The Jacksons left Gary in 1968, right before the Steel City began its freefall: Between 1960 and 2000, the city’s population was nearly halved. Their house shows no mark of its former occupants’ success, save for the renamed streets—it sits at the corner of Jackson Street and Jackson Family Boulevard. It’s incredible to imagine that a family of 11 once lived in the tiny two-bedroom bungalow. There is no garage. Maybe there was, once. Maybe they just practiced in the yard, though dancing in the grass is hard. Maybe there’s a basement we don’t know about.
When we roll up to 2300 Jackson, it’s almost 11 p.m., maybe seven hours since the news hit. Slow-cruising cars blare different eras of MJ as two thick cops parked on ATVs shine their headlights on the crowd milling in the yard.
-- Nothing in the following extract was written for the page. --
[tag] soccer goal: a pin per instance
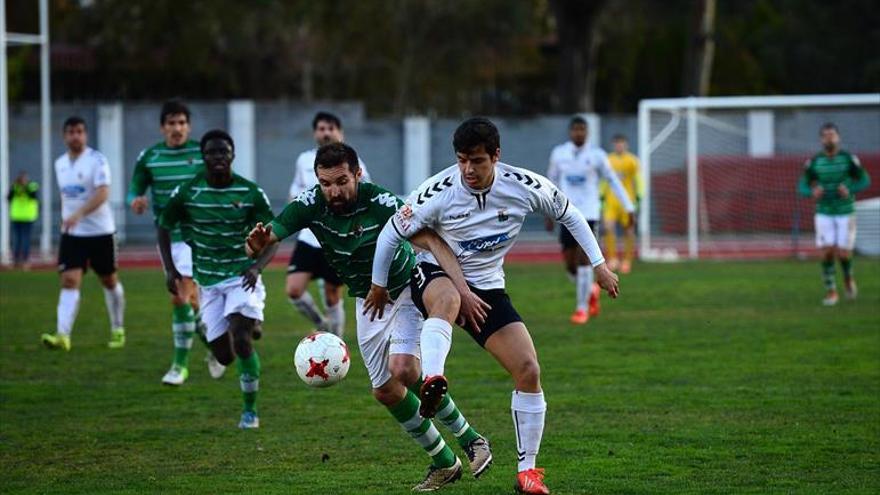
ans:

This is not so much a gathering as a looky-loo, a chance to observe the coterie of stuffed animals and notebook-paper tributes. A Gary Fire Department shirt on a hanger clings to the front window’s security bars with a note taped to it: “Goodbye Michael J5 forever.” There’s not a lot of talking up by the actual shrine and its safety candles: Everyone just snaps pictures with their cell phones and slaps at mosquitoes. Some people are crying.
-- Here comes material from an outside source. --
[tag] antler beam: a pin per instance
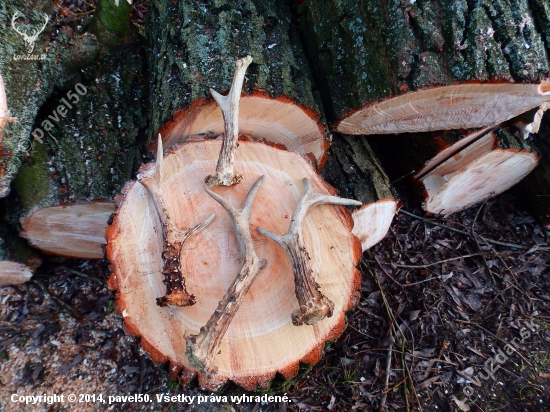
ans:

Back at the edge of the yard, locals trade stories, conjectures, and firsthand reminiscences: Michael’s appearance at a Gary high school in 2003, older siblings who went to high school with Tito, theories on what will become of the house. Everyone weighs in on where he’ll be buried: Everyone hopes for Gary, thinks it should be Gary—maybe even right here in the backyard. I imagine the tiny fenced-in lot overtaken by a mausoleum, ringed with teddy bears and white gloves.
The next day, Mayor Rudy Clay talks of turning the house, which would take four minutes (max) to thoroughly examine, into a Graceland. Grim as it is, Jackson’s death could mean new life for Gary. A stretch of downtown is set to be razed in the next year: No doubt an MJ shrine will be its star attraction. Interviewing residents a few years back, the idea that Michael could return and somehow save their seemingly unsaveable city was a collectively held notion. Some held his abandonment against him and considered such a return his duty as a native son, while others were sympathetic—why would the King of Pop ever want to come back to Gary? Few had guessed that this is how it might happen.
The mosquitoes are getting to us, and we’ve taken all the pictures we can of the memorial heap of mini-mart roses and stuffed animals. Across the street, a man affixes a flashlight to a lawnmower, fires it up, and starts cutting the grass. We get back in the car. On our way out, we stop and take pictures of the long-abandoned Palace Theatre’s marquee. Since Donald Trump had the place spruced up for the 2002 Miss USA pageant, it has read “Jackson Five Tonite”—another fantasy future for the Magic City, come and gone.